Plants are essential to the existence of humans and other animals on our planet. They are the source of many of the things we depend on - the oxygen we breathe, food we eat, fibre for clothing and shelter and chemicals for pharmaceuticals and industry. Plants are a fundamental part of all ecosystems, helping to provide clean water, healthy soils and habitat for wildlife. Studying plant sciences helps us understand how plants survive in their environment and provide these benefits for us.
What will you study?
You will learn about fundamental biology, plant biochemistry, plant physiology and development, genetics, ecology, mycology, crop production and protection, and environmental and food chemistry. In addition, you can study related topics such as soil science, postharvest technology, agronomy and cellular biology in associated teaching programs offered by the faculties of science and agriculture, food and natural resources.

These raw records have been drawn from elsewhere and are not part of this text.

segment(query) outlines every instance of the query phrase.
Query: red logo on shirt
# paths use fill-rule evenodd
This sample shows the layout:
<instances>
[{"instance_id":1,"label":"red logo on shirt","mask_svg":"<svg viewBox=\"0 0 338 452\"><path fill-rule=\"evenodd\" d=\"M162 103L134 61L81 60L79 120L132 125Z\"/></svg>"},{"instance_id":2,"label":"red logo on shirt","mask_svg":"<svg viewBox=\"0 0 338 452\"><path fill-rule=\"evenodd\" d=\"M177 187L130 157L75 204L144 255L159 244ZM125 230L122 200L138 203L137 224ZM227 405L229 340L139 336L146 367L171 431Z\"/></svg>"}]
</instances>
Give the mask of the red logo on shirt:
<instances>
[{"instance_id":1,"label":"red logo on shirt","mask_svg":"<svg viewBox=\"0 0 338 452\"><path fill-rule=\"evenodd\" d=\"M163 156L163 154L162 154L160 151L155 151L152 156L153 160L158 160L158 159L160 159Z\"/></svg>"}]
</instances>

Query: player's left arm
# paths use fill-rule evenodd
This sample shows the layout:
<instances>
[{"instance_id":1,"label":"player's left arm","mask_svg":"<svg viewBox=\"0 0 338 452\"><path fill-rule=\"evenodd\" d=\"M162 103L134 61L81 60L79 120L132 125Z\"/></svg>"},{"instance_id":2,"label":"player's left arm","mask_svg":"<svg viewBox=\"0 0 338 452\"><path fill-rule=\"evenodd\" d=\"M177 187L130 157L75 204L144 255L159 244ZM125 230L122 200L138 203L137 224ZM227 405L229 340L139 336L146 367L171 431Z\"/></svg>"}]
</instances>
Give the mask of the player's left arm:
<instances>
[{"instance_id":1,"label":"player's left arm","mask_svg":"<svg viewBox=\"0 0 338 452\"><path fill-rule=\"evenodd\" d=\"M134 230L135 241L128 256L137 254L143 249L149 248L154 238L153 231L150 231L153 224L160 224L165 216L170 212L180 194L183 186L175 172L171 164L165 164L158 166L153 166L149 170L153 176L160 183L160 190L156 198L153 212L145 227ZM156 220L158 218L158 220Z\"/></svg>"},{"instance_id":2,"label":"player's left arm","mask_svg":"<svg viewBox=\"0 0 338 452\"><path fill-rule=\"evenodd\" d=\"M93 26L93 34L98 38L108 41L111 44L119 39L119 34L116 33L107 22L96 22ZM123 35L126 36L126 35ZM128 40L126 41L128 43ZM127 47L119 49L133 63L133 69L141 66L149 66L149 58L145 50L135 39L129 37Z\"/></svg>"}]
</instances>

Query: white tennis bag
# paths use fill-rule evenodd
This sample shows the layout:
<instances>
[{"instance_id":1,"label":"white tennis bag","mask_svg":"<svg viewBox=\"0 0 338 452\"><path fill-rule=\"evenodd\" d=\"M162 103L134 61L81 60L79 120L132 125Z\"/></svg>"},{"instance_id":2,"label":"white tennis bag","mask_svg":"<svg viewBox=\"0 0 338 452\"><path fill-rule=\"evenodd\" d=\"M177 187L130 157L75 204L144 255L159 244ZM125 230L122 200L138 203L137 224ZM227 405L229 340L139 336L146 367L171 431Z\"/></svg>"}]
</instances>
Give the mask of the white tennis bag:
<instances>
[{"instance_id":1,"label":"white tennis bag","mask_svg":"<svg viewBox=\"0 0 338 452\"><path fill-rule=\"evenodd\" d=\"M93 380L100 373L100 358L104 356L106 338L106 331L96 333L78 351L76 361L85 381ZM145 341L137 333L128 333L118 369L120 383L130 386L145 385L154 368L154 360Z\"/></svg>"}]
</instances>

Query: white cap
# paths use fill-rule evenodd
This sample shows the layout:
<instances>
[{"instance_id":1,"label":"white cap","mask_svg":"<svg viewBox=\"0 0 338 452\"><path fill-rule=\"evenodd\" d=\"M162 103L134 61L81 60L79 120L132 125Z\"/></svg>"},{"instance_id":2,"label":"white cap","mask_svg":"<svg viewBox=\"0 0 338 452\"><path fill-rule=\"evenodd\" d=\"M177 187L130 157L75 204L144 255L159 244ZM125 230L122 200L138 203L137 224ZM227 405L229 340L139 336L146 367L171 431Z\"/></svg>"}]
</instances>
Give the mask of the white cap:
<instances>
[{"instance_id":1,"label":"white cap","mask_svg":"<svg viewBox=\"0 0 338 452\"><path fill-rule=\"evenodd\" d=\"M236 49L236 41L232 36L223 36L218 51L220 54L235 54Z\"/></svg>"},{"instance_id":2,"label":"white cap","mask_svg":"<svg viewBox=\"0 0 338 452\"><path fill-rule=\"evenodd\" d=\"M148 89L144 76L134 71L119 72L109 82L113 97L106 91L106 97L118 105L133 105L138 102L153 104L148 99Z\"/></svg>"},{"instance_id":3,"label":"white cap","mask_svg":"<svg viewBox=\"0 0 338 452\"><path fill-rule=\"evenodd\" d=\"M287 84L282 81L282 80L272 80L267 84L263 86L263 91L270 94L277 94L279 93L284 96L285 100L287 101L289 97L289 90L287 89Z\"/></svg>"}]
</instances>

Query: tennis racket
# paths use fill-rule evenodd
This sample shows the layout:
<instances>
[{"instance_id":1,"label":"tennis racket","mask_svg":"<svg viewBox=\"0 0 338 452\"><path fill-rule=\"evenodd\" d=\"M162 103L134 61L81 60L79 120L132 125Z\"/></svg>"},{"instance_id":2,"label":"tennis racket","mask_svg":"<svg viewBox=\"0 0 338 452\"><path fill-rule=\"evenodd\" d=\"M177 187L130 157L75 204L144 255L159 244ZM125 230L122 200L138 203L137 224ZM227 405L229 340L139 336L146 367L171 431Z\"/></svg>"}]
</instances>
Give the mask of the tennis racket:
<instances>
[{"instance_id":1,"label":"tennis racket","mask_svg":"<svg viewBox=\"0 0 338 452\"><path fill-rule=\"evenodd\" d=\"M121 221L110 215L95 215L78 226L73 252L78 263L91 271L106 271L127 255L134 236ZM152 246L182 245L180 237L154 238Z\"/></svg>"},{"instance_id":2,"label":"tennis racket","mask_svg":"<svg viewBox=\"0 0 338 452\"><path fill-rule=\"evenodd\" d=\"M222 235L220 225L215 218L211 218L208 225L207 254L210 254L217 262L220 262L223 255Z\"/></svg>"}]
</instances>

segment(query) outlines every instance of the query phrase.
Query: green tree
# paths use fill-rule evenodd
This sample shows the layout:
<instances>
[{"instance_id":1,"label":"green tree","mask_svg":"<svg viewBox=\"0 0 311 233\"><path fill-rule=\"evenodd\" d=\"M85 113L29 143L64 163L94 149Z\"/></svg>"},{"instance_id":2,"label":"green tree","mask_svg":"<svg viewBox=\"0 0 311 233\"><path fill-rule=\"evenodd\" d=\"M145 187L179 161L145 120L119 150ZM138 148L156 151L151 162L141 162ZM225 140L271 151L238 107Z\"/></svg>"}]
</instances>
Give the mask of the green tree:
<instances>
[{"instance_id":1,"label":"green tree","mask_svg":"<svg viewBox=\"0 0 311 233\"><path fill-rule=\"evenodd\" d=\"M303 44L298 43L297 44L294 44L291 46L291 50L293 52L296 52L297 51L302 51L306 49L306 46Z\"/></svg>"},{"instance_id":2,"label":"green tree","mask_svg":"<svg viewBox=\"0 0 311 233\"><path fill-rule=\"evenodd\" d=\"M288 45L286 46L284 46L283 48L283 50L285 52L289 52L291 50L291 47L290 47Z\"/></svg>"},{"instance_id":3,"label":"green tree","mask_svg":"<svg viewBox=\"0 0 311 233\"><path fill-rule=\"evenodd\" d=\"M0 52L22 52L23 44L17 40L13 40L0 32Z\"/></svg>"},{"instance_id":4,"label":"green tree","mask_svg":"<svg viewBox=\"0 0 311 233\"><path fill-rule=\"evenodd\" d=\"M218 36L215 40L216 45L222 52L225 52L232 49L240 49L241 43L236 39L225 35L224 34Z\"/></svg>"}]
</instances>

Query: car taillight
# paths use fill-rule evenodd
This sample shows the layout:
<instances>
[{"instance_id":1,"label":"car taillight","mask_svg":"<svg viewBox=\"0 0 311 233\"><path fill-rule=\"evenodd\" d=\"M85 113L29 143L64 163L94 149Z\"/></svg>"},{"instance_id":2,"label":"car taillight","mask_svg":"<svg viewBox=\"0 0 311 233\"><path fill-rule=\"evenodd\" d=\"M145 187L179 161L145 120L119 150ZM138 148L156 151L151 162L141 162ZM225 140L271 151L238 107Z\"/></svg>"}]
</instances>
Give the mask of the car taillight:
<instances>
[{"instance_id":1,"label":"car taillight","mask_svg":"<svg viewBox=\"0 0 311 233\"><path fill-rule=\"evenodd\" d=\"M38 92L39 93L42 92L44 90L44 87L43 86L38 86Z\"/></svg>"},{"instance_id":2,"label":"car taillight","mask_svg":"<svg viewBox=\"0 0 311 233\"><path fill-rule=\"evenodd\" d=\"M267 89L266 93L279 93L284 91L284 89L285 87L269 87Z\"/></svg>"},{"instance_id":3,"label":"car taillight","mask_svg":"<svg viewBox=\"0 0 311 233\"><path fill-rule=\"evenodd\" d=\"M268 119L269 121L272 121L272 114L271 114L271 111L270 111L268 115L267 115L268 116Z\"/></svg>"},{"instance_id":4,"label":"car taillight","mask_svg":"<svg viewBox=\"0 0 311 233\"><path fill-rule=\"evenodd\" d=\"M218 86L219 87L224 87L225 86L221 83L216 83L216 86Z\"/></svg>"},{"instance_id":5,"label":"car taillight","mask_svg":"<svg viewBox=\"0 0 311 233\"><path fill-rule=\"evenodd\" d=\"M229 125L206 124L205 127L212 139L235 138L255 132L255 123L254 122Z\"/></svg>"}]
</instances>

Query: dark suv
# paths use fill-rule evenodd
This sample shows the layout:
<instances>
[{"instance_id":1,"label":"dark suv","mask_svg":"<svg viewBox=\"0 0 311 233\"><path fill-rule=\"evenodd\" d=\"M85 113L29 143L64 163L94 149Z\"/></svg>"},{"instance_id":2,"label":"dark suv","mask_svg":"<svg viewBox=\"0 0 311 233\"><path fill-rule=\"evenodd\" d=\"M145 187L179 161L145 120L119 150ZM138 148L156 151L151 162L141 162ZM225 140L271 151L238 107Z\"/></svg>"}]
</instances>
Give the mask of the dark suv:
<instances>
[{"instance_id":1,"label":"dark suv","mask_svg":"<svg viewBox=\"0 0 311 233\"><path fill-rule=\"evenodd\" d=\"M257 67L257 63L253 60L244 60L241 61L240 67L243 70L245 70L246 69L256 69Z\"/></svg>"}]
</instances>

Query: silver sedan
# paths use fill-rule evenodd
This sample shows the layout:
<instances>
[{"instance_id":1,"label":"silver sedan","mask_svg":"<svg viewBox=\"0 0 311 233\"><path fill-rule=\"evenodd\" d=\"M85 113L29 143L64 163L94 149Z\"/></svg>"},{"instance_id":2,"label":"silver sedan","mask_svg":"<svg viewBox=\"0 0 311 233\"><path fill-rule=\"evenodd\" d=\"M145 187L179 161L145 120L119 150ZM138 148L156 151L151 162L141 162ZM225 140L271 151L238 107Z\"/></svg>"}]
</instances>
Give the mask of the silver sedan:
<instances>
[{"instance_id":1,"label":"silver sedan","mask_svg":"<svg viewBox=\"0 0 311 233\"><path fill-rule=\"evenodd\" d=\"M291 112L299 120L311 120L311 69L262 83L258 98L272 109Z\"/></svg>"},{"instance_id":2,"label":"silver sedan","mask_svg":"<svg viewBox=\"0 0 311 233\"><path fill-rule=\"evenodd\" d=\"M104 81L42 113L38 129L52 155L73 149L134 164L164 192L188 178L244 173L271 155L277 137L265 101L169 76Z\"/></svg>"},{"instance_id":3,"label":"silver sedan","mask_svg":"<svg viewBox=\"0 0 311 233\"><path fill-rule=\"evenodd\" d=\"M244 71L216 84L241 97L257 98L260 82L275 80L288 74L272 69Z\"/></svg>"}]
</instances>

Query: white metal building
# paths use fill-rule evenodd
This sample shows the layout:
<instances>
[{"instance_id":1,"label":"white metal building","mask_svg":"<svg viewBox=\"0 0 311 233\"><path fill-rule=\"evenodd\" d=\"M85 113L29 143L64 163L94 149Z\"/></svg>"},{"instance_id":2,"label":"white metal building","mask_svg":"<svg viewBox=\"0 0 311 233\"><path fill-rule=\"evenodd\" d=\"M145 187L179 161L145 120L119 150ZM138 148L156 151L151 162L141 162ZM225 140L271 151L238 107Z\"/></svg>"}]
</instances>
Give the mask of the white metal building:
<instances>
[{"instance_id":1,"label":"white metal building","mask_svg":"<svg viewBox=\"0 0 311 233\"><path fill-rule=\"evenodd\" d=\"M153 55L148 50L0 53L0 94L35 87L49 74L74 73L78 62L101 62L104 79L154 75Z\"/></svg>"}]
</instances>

What do plant scientists do?
The careers available in the area of plant sciences are plentiful. Much of the Australian economy and the economies of many of our regional neighbours depends on agricultural and plant breeding industries. Plant scientists may find themselves working with farmers as consultants, managing properties or working in laboratories to develop more robust crops. They also work on crop modeling and climate change.
Cellular and molecular biologists and plant physiologists investigate the basic mechanisms of plant growth, development and function. Geneticists study the action of plant genes and apply this knowledge to breeding new varieties of crop and ornamental plants. Ecologists examine the dynamics of diverse populations of plants in natural and managed ecosystems, as well as the interactions of plants with other organisms.
Taxonomists provide the basic classification of plants into identifiable groups and increasingly work with molecular biologists to understand the genetic reasons for these groupings and trace the evolution of plants.
Agricultural and horticultural scientists develop better and sustainable ways to manage plants for production of food, pastures, and ornamental purposes.